Alea jacta est ! Le sort en est jeté, et les Gambiens viennent de passer deux nuits sans Yahya Jammey. Le puissant de Banjul s’en est allé, non sans avoir fait durer le suspense pendant quelques jours. Désormais, le fantasque venu de son Kanilai et qui dirige sans partage, depuis 22 ans, la Gambie a déposé ses valises en Guinée Equatoriale, entamant ainsi un exil dont la suite pourrait bien être mouvementée, du fait de la particularité de l’homme. D’ores et déjà on peut prédire une adaptation difficile à Yahya, habitué devant l’Eternel d’excentricités et de frasques dont il a seul le secret. Ce ticket de voyage en aller simple offert au désormais ex-président de la Gambie par la Communauté internationale qui avait décidé d’en découdre avec lui, par le biais des troupes de la CEDEAO, n’a pourtant pas été acquis sans difficulté. Sans les multiples médiations qui ont jalonné cette crise née du refus de Yahya Jammey de remettre le pouvoir à Adama Barrow, proclamé vainqueur de la présidentielle de décembre 2016, par la commission électorale, les militaires de la Communauté économiques des Etats de l’Afrique de l’ouest, avec le Sénégal comme chef de file, auraient fait tonner le canon.
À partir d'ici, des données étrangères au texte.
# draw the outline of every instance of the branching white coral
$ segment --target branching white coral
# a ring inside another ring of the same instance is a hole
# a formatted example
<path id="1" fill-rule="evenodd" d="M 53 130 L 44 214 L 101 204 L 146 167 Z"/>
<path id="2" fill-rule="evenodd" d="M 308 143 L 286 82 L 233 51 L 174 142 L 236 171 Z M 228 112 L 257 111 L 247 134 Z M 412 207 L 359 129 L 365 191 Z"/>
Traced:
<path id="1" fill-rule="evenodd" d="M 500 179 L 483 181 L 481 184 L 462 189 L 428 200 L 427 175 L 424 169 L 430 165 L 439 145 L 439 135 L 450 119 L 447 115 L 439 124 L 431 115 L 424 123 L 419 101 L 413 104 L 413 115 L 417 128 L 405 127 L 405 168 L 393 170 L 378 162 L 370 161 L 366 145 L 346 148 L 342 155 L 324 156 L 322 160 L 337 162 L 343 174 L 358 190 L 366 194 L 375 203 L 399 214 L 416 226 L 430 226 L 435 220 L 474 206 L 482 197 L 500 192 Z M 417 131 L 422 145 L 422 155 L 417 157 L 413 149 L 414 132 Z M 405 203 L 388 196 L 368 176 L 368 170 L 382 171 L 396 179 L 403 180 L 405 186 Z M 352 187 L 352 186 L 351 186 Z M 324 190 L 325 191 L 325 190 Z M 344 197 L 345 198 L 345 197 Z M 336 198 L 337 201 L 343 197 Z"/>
Le bain de sang a donc été évité, et c’est pour le bonheur des populations gambiennes, qui vivent encore l’enfer de l’exil pour la plupart, afin de fuir la main de fer de Jammey. Du reste, cette incursion kaki de la CEDEAO en Gambie n’aurait pas été sans conséquence non plus sur le plan juridico-politique. En effet le précédent fera des lézardes bien prononcées dans le bloc du syndicat des chefs d’Etats africains qui a toujours démontré sa solidarité à l’occasion. Certes, Yahya Jammey s’était entouré des meilleurs arguments de légalité, mais la légitimité n’y était plus. Et c’aurait été simplement dommage de l’accompagner dans son entêtement à s’accrocher au pouvoir envers et contre tous.
Ce qui ressemble au dernier épisode de ce feuilleton de résistance étant maintenant derrière les Gambiens, il urge que Adama Barrow qui a été contraint à une prestation de serment chez son voisin sénégalais, retourne au bercail pour construire une Gambie nouvelle. Les défis sont immenses à commencer par celui de donner un président de la république physiquement présente dans son pays. Ensuite, tout étant à refaire dans une Gambie à réconcilier avec elle-même et avec son frère ennemi du Sénégal, le challenge sera énorme pour Barrow de remettre sur les rails une économie exsangue et de réorganiser l’architecture socio-politique de son pays, dont l’ex chef de l’Etat est considéré comme un véritable prédateur de la liberté d’expression et d’autres droits de l’homme. Les chantiers seront engagés, on l’espère, avec pour socle, le triptyque vérité, justice et réconciliation.